A
manda had not been to see Grandma Windsor since a few weeks after she and Dede moved into Clint’s house. The visit had been humiliating and brief. Her grandmother met her at the road with a couple of paper bags and told her to make herself useful and help pick up some of the windblown trash. Obediently Amanda trailed behind her, picking up cans, bottles, sheets of newsprint, milk cartons.
“Don’t put them together. Sort them out,” the old woman yelled at her, and when Amanda tried to talk about Delia, Grandma Windsor sent her to pick up on the other side of the road. “You going to help me, help me,” she said, making it plain she did not want to talk about Delia or the move or Clint and what was happening in that house. Amanda finally crossed the road to kiss her grandmother’s cheek, packed up her bags of trash, and walked back down to the bus stop.

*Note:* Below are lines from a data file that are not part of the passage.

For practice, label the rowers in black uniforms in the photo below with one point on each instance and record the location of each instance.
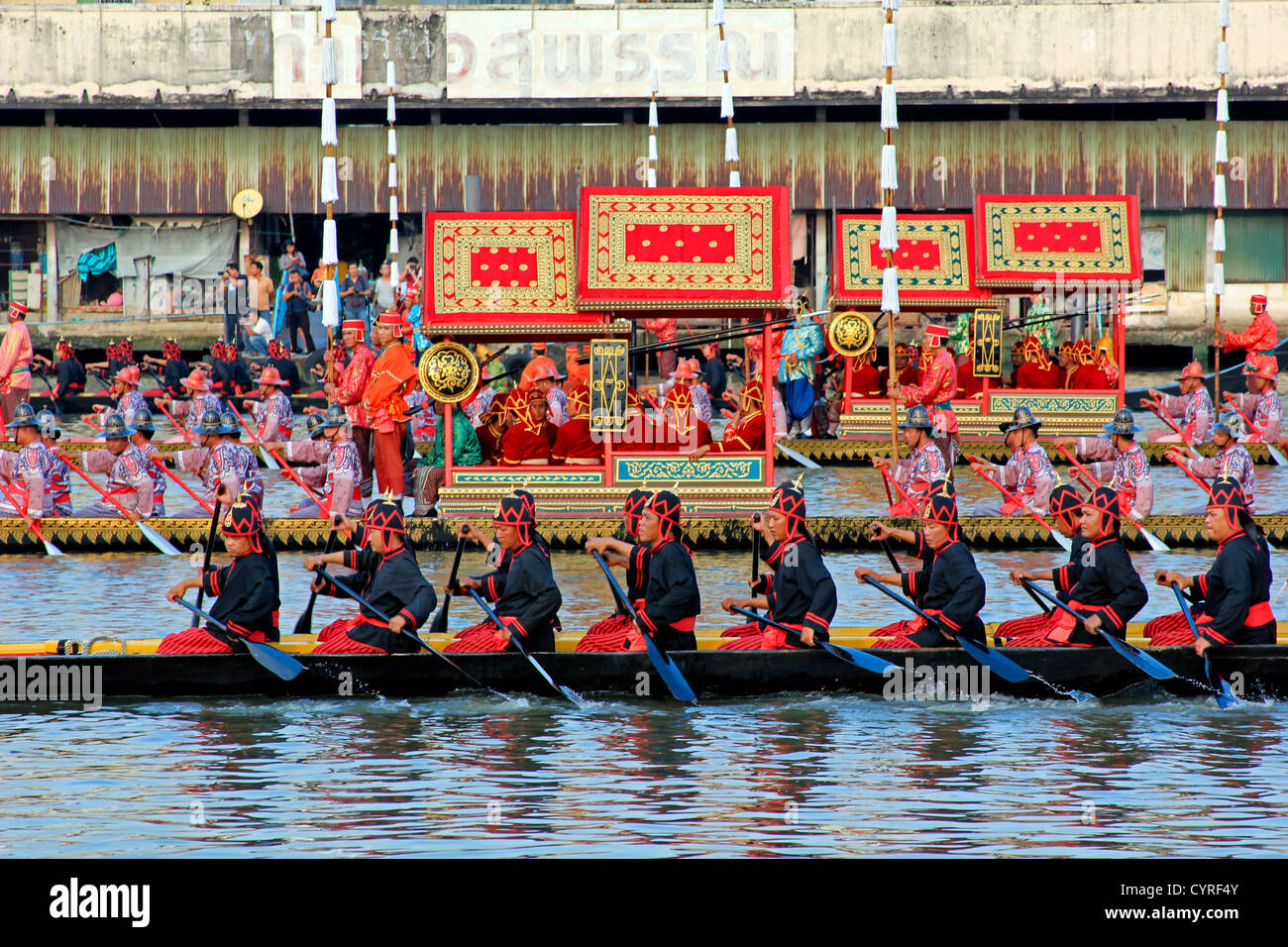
(1232, 599)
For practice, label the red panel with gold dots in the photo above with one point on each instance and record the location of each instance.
(666, 248)
(934, 262)
(1020, 241)
(500, 265)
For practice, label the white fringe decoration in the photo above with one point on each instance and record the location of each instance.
(330, 63)
(330, 183)
(330, 245)
(890, 290)
(889, 111)
(889, 239)
(889, 47)
(329, 133)
(889, 178)
(730, 145)
(330, 304)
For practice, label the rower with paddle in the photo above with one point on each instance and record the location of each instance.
(397, 599)
(523, 587)
(669, 608)
(1107, 594)
(951, 589)
(245, 591)
(800, 595)
(1232, 599)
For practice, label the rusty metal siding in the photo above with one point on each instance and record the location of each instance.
(825, 165)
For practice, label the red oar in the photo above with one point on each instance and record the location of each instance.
(1055, 534)
(51, 549)
(153, 535)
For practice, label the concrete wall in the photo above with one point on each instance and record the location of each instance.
(962, 51)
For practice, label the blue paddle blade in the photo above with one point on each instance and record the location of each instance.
(1000, 664)
(861, 659)
(277, 661)
(1151, 667)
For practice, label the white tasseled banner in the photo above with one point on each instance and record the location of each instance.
(329, 134)
(889, 47)
(330, 245)
(330, 304)
(890, 290)
(330, 183)
(889, 111)
(730, 145)
(889, 178)
(889, 239)
(330, 64)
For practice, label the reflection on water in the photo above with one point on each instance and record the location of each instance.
(797, 775)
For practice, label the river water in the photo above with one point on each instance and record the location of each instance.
(1138, 774)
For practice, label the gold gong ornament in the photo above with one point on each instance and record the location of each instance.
(851, 334)
(449, 372)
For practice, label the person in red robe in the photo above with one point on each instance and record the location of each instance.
(574, 442)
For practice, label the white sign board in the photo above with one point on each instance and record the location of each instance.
(297, 55)
(610, 53)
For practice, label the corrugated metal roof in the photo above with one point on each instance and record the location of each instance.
(827, 165)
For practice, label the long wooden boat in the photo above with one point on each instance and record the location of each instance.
(125, 671)
(567, 531)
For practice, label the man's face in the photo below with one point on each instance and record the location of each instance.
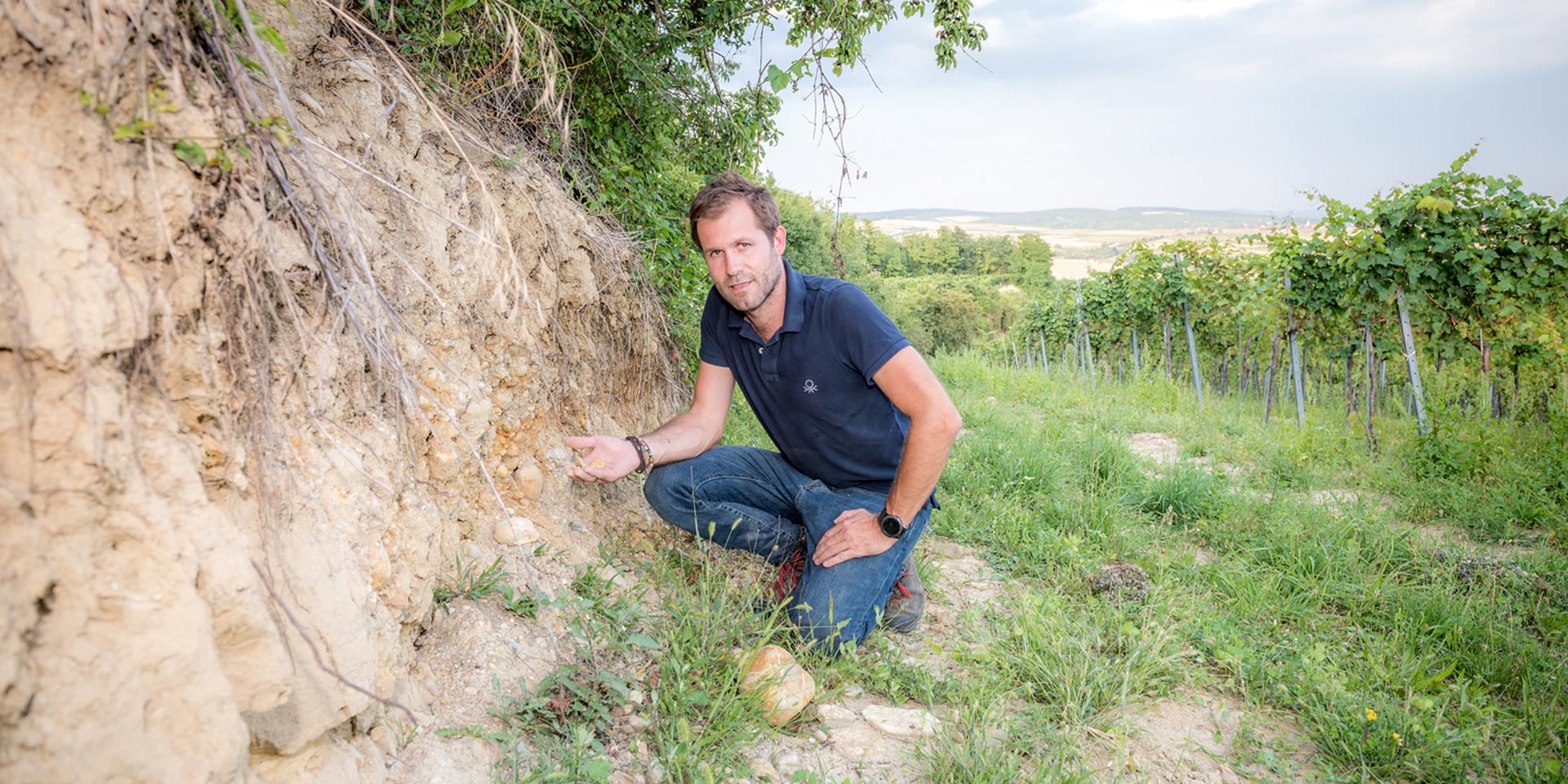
(744, 261)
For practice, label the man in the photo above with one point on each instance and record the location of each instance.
(862, 424)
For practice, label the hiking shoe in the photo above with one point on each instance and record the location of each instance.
(789, 574)
(906, 603)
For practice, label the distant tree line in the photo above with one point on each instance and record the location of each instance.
(944, 291)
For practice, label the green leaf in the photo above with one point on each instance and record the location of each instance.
(272, 38)
(777, 78)
(644, 642)
(194, 154)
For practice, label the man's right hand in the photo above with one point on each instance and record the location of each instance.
(608, 458)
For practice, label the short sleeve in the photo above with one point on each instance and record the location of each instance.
(710, 349)
(864, 336)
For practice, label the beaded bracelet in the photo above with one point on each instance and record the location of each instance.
(645, 457)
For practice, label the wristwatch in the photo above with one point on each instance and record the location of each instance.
(891, 524)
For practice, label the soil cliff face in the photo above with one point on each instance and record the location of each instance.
(248, 416)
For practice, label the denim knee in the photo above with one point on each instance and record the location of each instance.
(670, 491)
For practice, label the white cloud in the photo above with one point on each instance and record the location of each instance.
(1446, 38)
(1162, 10)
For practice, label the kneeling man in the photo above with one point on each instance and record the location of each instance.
(862, 424)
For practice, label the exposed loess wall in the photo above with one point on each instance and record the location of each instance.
(196, 439)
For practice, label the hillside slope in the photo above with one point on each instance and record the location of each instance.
(252, 416)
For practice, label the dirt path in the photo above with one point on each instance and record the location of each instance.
(1201, 737)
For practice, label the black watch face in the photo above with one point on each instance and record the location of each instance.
(891, 526)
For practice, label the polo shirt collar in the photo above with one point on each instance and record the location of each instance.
(794, 308)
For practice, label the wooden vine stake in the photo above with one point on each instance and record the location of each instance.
(1192, 345)
(1410, 363)
(1295, 358)
(1371, 397)
(1274, 363)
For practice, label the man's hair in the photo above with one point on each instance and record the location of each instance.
(720, 192)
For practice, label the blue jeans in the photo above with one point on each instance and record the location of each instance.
(751, 499)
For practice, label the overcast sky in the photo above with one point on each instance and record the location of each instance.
(1205, 104)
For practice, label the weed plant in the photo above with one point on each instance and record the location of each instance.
(1397, 659)
(470, 584)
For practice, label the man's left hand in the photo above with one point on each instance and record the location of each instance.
(855, 533)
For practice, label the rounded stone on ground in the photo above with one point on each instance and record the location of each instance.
(514, 530)
(786, 686)
(530, 480)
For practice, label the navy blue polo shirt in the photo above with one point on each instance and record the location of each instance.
(811, 383)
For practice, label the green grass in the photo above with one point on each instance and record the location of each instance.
(1321, 613)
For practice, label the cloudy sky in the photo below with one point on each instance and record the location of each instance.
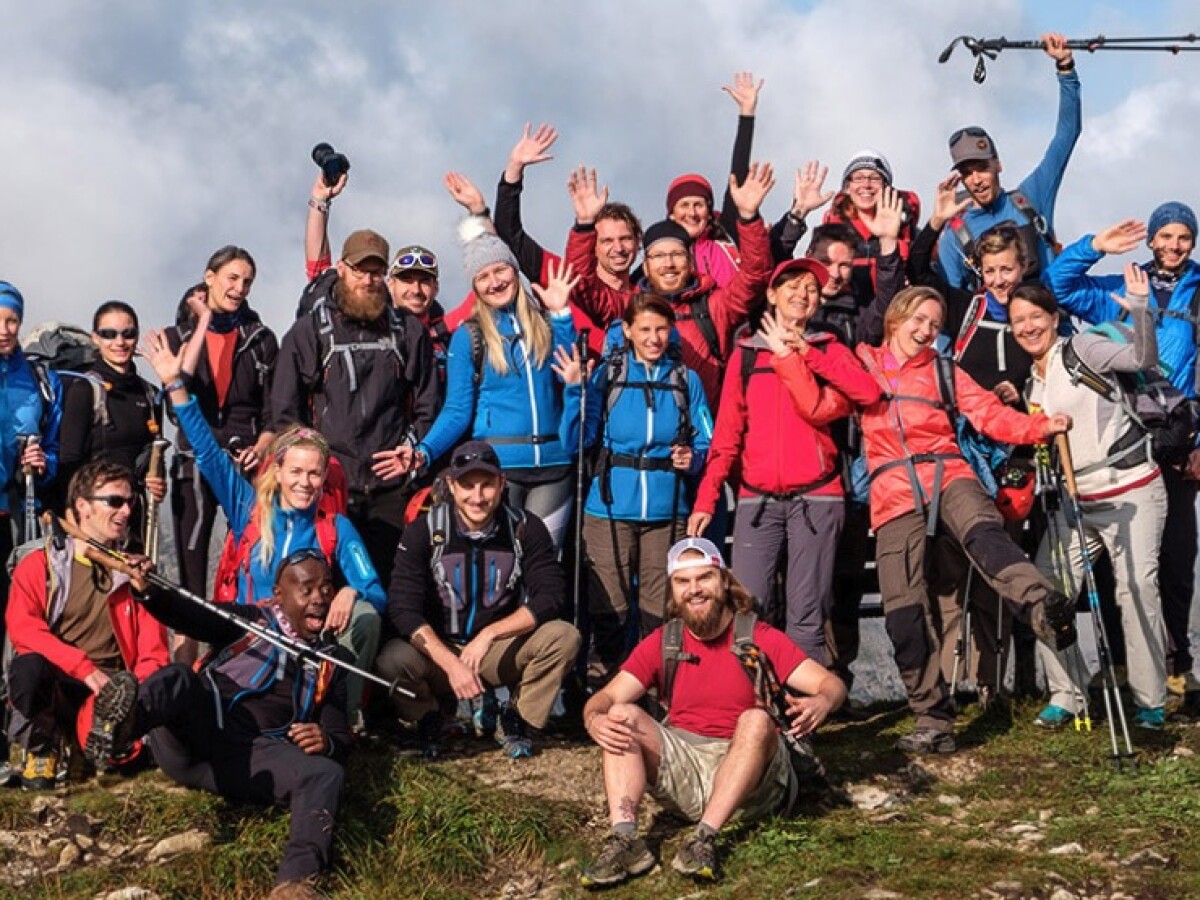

She didn’t go back to Grandma Windsor’s and wouldn’t tell anyone why.
Three days after the funeral Amanda decided to try again.
“I brought you some pecans,” she told Grandma Windsor, setting a paper bag of nuts on the kitchen table.
The old woman pursed her lips. “Those from them scrawny trees on Terrill Road?”
“From Clint’s.” Amanda nodded.
Grandma Windsor snorted. “Those make little mealy nuts, not fit for anything but feeding pigs.”
Amanda flushed. She had not expected her grandmother to make a fuss, but did the old woman have to insult her? It hurt her that Grandma Windsor kept looking away. Grandma Windsor’s neck seemed even scalier than it had at the funeral, and her cheeks and hands were red and chapped. It was fall, and the trees were dropping their leaves all over the yard and along all the ditches. Grandma Windsor led Amanda out to where she was shifting her flowerpots, knocking the old dirt out and lining the pots up to be rinsed with her hose. She had a pair of pruning shears in her apron and kept pulling them out to cut things—a blackberry vine that had crept over the fence, a weed in the vegetable flat, a few branches off the bushes by the steps.
“Grandma, I wanted to tell you something.”
“Tell me something?” Grandma Windsor stopped working long enough to catch sight of Amanda’s flaming red cheeks. Grudgingly she settled on the bench by the fertilizer bins, near a pile of branches that had been cut from the apple trees in the fall. Amanda remembered how Grandma Windsor always insisted the branches be pruned and clipped in the fall. Grandma Windsor pulled a couple of the long branches toward her and began to clip pieces off in short lengths to toss in her wheelbarrow. She liked applewood for her smoker, Amanda remembered. She looked at her grandmother’s stern face and saw again how she had aged. Guilt shot through her. All this time and Amanda had not even visited.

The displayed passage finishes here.